Is cloud storage really more power efficient?
There is, however, an often-touted benefit of using the cloud for data storage and that is power savings. Broadcasters are only now becoming aware of the importance of controlling power costs. Moving forward, technical managers can expect federal, state and local government bureaucrats to increasingly drive companies to use less electricity. One proposed way to reduce electrical costs is to move large-scale data storage off site to a server farm.
A huge server farm may be more efficient, have newer servers consuming less power and operate with lower costs than can a local production or broadcast house—right? Cloud storage providers may tell you so, but the real answer requires a bit of investigation.
To get an idea of how cloud storage affected the operating costs of one large user, let’s look at a real-world example. In July, 2011 the General Services Administration (GSA)—announced it was the first federal agency to completely migrate its email system to the cloud. The company overseeing the project, Unisys, claims to have completed the move of 17,000 employees to Google Apps for Government. The entire system now runs on Google’s cloud-based storage and email system. The conversion process required just more than a year.
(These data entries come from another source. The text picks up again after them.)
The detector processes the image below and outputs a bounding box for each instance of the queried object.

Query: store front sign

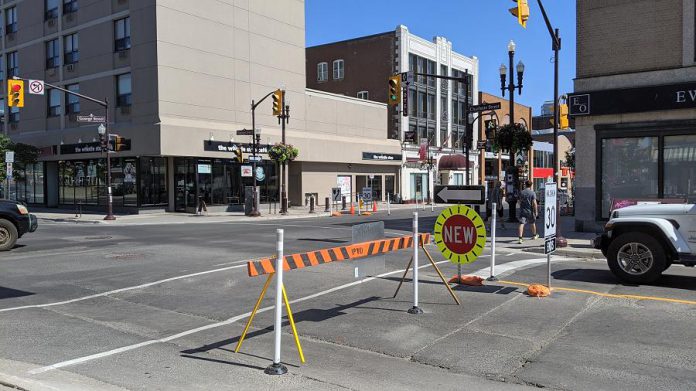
[363,152,401,161]
[568,83,696,116]
[203,140,271,154]
[60,139,131,155]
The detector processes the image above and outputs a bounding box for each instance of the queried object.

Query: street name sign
[469,102,500,112]
[434,205,486,264]
[435,185,486,205]
[544,182,558,254]
[77,114,106,123]
[29,80,45,95]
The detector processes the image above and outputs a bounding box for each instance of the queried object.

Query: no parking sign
[435,205,486,264]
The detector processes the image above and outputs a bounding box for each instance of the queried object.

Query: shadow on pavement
[0,286,35,300]
[181,296,388,354]
[551,266,696,291]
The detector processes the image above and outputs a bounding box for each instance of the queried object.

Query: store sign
[568,82,696,116]
[60,139,131,155]
[203,140,271,154]
[363,152,401,161]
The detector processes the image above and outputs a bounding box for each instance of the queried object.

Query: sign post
[544,182,558,290]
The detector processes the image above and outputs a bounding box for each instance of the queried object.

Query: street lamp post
[500,41,524,223]
[97,118,116,220]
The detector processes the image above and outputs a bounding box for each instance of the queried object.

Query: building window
[46,0,59,20]
[7,52,19,77]
[63,0,77,14]
[317,62,329,81]
[5,7,17,34]
[116,73,132,107]
[65,84,80,114]
[10,106,19,124]
[333,60,344,80]
[47,88,60,117]
[114,17,130,52]
[46,39,60,69]
[63,33,80,65]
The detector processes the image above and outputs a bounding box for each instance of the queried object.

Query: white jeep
[593,204,696,283]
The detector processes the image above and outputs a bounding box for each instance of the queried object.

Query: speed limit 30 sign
[544,182,558,254]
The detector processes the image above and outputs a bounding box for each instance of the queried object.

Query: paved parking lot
[0,211,696,390]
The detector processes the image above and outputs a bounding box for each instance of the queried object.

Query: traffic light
[233,146,244,163]
[510,0,529,28]
[7,79,24,107]
[558,104,570,129]
[114,136,128,152]
[387,75,401,106]
[273,89,283,117]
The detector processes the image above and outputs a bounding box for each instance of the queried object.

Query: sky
[305,0,575,115]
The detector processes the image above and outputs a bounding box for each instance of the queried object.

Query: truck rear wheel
[607,232,667,284]
[0,219,19,251]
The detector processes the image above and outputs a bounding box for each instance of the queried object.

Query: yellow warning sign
[435,205,486,264]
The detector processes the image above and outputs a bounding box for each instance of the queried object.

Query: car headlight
[17,204,29,215]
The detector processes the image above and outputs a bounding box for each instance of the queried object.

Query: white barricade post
[488,202,498,281]
[264,229,288,375]
[408,212,423,314]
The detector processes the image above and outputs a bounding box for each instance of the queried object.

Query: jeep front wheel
[607,232,667,284]
[0,219,18,251]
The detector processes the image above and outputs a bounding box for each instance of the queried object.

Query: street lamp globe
[517,61,524,75]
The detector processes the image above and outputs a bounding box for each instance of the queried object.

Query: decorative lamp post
[499,40,524,223]
[97,124,116,220]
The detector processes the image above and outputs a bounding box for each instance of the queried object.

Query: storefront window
[664,135,696,203]
[602,137,659,218]
[139,157,169,206]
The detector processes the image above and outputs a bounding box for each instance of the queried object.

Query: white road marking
[27,261,449,375]
[0,261,247,312]
[28,254,572,375]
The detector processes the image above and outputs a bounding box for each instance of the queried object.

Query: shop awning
[437,153,473,170]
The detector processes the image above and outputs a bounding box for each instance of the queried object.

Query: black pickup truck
[0,199,38,251]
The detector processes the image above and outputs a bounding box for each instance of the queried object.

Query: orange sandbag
[449,276,483,286]
[527,284,551,297]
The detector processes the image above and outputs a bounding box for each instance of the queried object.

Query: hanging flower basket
[493,124,533,152]
[268,143,300,163]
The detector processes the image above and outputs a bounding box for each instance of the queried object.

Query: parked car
[593,204,696,283]
[0,199,38,251]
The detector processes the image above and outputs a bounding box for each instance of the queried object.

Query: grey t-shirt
[520,189,536,215]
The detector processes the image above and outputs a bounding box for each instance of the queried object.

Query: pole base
[556,236,568,247]
[407,305,423,315]
[263,363,288,375]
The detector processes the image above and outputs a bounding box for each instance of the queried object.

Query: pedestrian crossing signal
[273,88,283,117]
[7,80,24,107]
[388,75,401,106]
[510,0,529,28]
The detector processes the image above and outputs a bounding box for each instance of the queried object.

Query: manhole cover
[106,253,142,261]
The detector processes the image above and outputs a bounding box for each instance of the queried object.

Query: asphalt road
[0,211,696,390]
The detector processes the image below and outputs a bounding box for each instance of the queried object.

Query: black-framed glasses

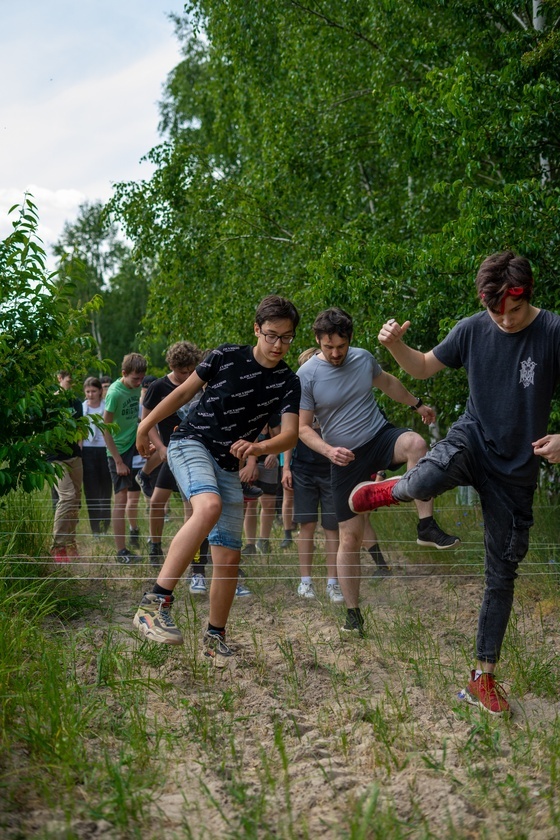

According to Google, that project saved the GSA 93 percent on GSA’s annual server energy costs. Google claims GSA’s annual electrical operational costs dropped from $307,400 to only $22,000. See Table 1.
Table 1:
Google – GSA Storage as a Service
Project
Before Google Apps
After
Google Apps
Savings
Total # GSA mail servers
324
61
82%
Total direct power of GSA servers (kW)
163
22
87%
Annual GSA server kWh/user
175
20
89%
Additional cloud-based kWh/user
--
1-5
2-3% increase
Annual GSA server energy server costs ($)
$307,400
$22,400
93%
Annual carbon emissions from server energy (metric tons of CO2)
1860
290
85%
With regards to the GSA project, Google/s Senior VP for technical infrastructure, Urs Hoelzle wrote, “Last year, we crunched the numbers and found that Gmail is up to 80 times more energy-efficient than running traditional in-house email…Our results show that a typical organization can achieve energy savings of about 65-85% by migrating to Google Apps…
[For instance, the] (GSA), which recently switched its approximately 17,000 users to Google Apps for Government... We found that the GSA was able to reduce server energy consumption by nearly 90% and carbon emissions by 85%. That means the GSA will save an estimated $285,000 annually on energy costs alone, a 93% cost reduction.”
Not so fast Hoelzel says Tom Raferty, another energy expert. The truth may not be so simple and the fog of statistics may hide some other important considerations.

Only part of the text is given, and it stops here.